Geopolitical risks between the US and Iran escalate
The US Producer Price Index (PPI) rose sharply by 2.9% year-on-year in January, significantly higher than the market expectation of 2.6%; the month-on-month increase was 0.5%, also significantly exceeding the expected 0.3%. Furthermore, the core PPI, excluding food and energy, rose by 3.6% year-on-year, also exceeding Wall Street's forecast of 3.0% and the previous value of 3.3%, with the month-on-month increase also exceeding market expectations of 0.8%. This broader-than-expected inflation in the production sector was primarily driven by rising service sector costs, reflecting persistent price pressures in labor-intensive sectors. In addition, geopolitical tensions continue to escalate. Following the attacks launched by the US and Israel on Saturday, Iran retaliated by attacking several Middle Eastern allies, such as Israel. Trump warned that if Iran retaliates, the US will respond with unprecedented force. This will likely drive up oil and gold prices in the short term.
Hong Kong Stock Connect saw a net inflow of HK$14.997 billion on Friday, with the Tracker Fund of Hong Kong (2800) seeing the largest inflow at HK$8.385 billion; followed by the Hang Seng China Enterprises Index (2828).
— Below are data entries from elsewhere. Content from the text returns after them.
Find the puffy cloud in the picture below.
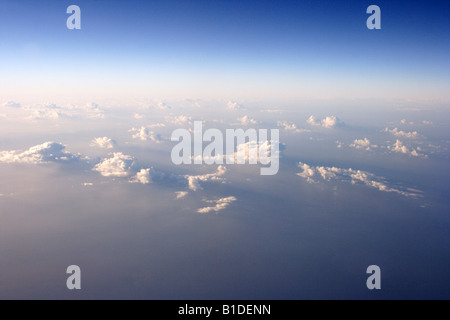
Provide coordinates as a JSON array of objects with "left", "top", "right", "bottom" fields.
[
  {"left": 0, "top": 142, "right": 80, "bottom": 164},
  {"left": 385, "top": 127, "right": 418, "bottom": 138},
  {"left": 129, "top": 126, "right": 161, "bottom": 142},
  {"left": 134, "top": 113, "right": 144, "bottom": 119},
  {"left": 185, "top": 165, "right": 227, "bottom": 191},
  {"left": 130, "top": 168, "right": 151, "bottom": 184},
  {"left": 170, "top": 115, "right": 192, "bottom": 125},
  {"left": 389, "top": 140, "right": 423, "bottom": 157},
  {"left": 349, "top": 138, "right": 377, "bottom": 151},
  {"left": 307, "top": 115, "right": 341, "bottom": 128},
  {"left": 83, "top": 182, "right": 94, "bottom": 186},
  {"left": 227, "top": 101, "right": 242, "bottom": 110},
  {"left": 197, "top": 196, "right": 237, "bottom": 214},
  {"left": 277, "top": 121, "right": 310, "bottom": 133},
  {"left": 297, "top": 162, "right": 421, "bottom": 197},
  {"left": 93, "top": 152, "right": 135, "bottom": 177},
  {"left": 238, "top": 115, "right": 258, "bottom": 126},
  {"left": 175, "top": 191, "right": 188, "bottom": 199},
  {"left": 90, "top": 137, "right": 116, "bottom": 149}
]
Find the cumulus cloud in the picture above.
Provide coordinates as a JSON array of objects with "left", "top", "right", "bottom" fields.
[
  {"left": 277, "top": 121, "right": 310, "bottom": 133},
  {"left": 385, "top": 127, "right": 418, "bottom": 138},
  {"left": 307, "top": 115, "right": 341, "bottom": 128},
  {"left": 297, "top": 162, "right": 421, "bottom": 197},
  {"left": 349, "top": 138, "right": 378, "bottom": 151},
  {"left": 129, "top": 126, "right": 162, "bottom": 142},
  {"left": 170, "top": 115, "right": 192, "bottom": 126},
  {"left": 0, "top": 142, "right": 80, "bottom": 164},
  {"left": 134, "top": 113, "right": 144, "bottom": 119},
  {"left": 90, "top": 137, "right": 116, "bottom": 149},
  {"left": 93, "top": 152, "right": 135, "bottom": 177},
  {"left": 197, "top": 196, "right": 237, "bottom": 214},
  {"left": 185, "top": 165, "right": 227, "bottom": 191},
  {"left": 227, "top": 101, "right": 242, "bottom": 110},
  {"left": 130, "top": 168, "right": 151, "bottom": 184},
  {"left": 388, "top": 140, "right": 423, "bottom": 157},
  {"left": 238, "top": 115, "right": 258, "bottom": 126},
  {"left": 175, "top": 191, "right": 188, "bottom": 199}
]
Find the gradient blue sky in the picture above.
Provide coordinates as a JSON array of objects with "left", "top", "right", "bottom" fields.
[{"left": 1, "top": 0, "right": 449, "bottom": 101}]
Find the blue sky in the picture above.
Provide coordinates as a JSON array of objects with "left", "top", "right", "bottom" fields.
[{"left": 1, "top": 0, "right": 449, "bottom": 101}]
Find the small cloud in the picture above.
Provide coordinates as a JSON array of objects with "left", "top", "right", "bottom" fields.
[
  {"left": 83, "top": 182, "right": 94, "bottom": 186},
  {"left": 227, "top": 101, "right": 242, "bottom": 111},
  {"left": 93, "top": 152, "right": 135, "bottom": 177},
  {"left": 307, "top": 115, "right": 342, "bottom": 128},
  {"left": 134, "top": 113, "right": 144, "bottom": 119},
  {"left": 0, "top": 142, "right": 80, "bottom": 164},
  {"left": 297, "top": 162, "right": 422, "bottom": 197},
  {"left": 197, "top": 196, "right": 237, "bottom": 214},
  {"left": 238, "top": 115, "right": 258, "bottom": 126},
  {"left": 422, "top": 120, "right": 433, "bottom": 125},
  {"left": 185, "top": 165, "right": 227, "bottom": 191},
  {"left": 349, "top": 138, "right": 377, "bottom": 151},
  {"left": 277, "top": 121, "right": 310, "bottom": 133},
  {"left": 129, "top": 126, "right": 162, "bottom": 142},
  {"left": 175, "top": 191, "right": 188, "bottom": 199},
  {"left": 130, "top": 168, "right": 151, "bottom": 184},
  {"left": 384, "top": 127, "right": 418, "bottom": 138},
  {"left": 3, "top": 101, "right": 21, "bottom": 108},
  {"left": 90, "top": 137, "right": 116, "bottom": 149}
]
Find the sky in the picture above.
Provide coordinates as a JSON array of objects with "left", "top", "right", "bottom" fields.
[
  {"left": 0, "top": 0, "right": 449, "bottom": 101},
  {"left": 0, "top": 0, "right": 449, "bottom": 300}
]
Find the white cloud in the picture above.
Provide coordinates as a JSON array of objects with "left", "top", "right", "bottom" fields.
[
  {"left": 185, "top": 165, "right": 227, "bottom": 191},
  {"left": 307, "top": 115, "right": 341, "bottom": 128},
  {"left": 93, "top": 152, "right": 135, "bottom": 177},
  {"left": 0, "top": 142, "right": 80, "bottom": 164},
  {"left": 130, "top": 168, "right": 151, "bottom": 184},
  {"left": 385, "top": 127, "right": 418, "bottom": 138},
  {"left": 277, "top": 121, "right": 310, "bottom": 133},
  {"left": 129, "top": 126, "right": 161, "bottom": 142},
  {"left": 134, "top": 113, "right": 144, "bottom": 119},
  {"left": 175, "top": 191, "right": 188, "bottom": 199},
  {"left": 90, "top": 137, "right": 115, "bottom": 149},
  {"left": 422, "top": 120, "right": 433, "bottom": 125},
  {"left": 349, "top": 138, "right": 377, "bottom": 151},
  {"left": 297, "top": 162, "right": 422, "bottom": 197},
  {"left": 83, "top": 182, "right": 93, "bottom": 186},
  {"left": 197, "top": 196, "right": 237, "bottom": 214},
  {"left": 227, "top": 101, "right": 242, "bottom": 110},
  {"left": 238, "top": 115, "right": 257, "bottom": 126},
  {"left": 170, "top": 115, "right": 192, "bottom": 125},
  {"left": 389, "top": 140, "right": 423, "bottom": 157}
]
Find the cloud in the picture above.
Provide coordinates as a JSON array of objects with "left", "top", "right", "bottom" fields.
[
  {"left": 93, "top": 152, "right": 135, "bottom": 177},
  {"left": 227, "top": 101, "right": 242, "bottom": 110},
  {"left": 175, "top": 191, "right": 188, "bottom": 199},
  {"left": 277, "top": 121, "right": 310, "bottom": 133},
  {"left": 90, "top": 137, "right": 116, "bottom": 149},
  {"left": 385, "top": 127, "right": 418, "bottom": 138},
  {"left": 0, "top": 142, "right": 80, "bottom": 164},
  {"left": 297, "top": 162, "right": 422, "bottom": 197},
  {"left": 307, "top": 115, "right": 341, "bottom": 128},
  {"left": 134, "top": 113, "right": 144, "bottom": 119},
  {"left": 197, "top": 196, "right": 237, "bottom": 214},
  {"left": 170, "top": 115, "right": 192, "bottom": 126},
  {"left": 422, "top": 120, "right": 433, "bottom": 125},
  {"left": 129, "top": 126, "right": 162, "bottom": 142},
  {"left": 238, "top": 115, "right": 258, "bottom": 126},
  {"left": 130, "top": 168, "right": 151, "bottom": 184},
  {"left": 185, "top": 165, "right": 227, "bottom": 191},
  {"left": 3, "top": 101, "right": 21, "bottom": 108},
  {"left": 388, "top": 140, "right": 424, "bottom": 157},
  {"left": 349, "top": 138, "right": 377, "bottom": 151}
]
Yangtze Optical Fibre and Cable (6869) recorded the largest net outflow at HK$505 million, followed by Kuaishou-W (1024).
The US-Israeli military strikes against Iran triggered a surge in oil prices and a decline in Asia-Pacific stock markets. The HSI opened 324 points lower and subsequently fell as much as 747 points, closing down 570 points or 2.1% at 26,059. The HSCEI fell 157 points or 1.8% to 8,701, and the HSTECH fell 148 points or 2.9% to 4,989. Total market turnover was HK$357.7bn. Oil prices surged significantly, with PetroChina (0857) and CNOOC (0883) rising 4.1% and 5.6% respectively, and CNOOC Services (2883) rising 7%. Among energy transportation stocks, COSCO Shipping Energy Transportation (1138) rose 7%.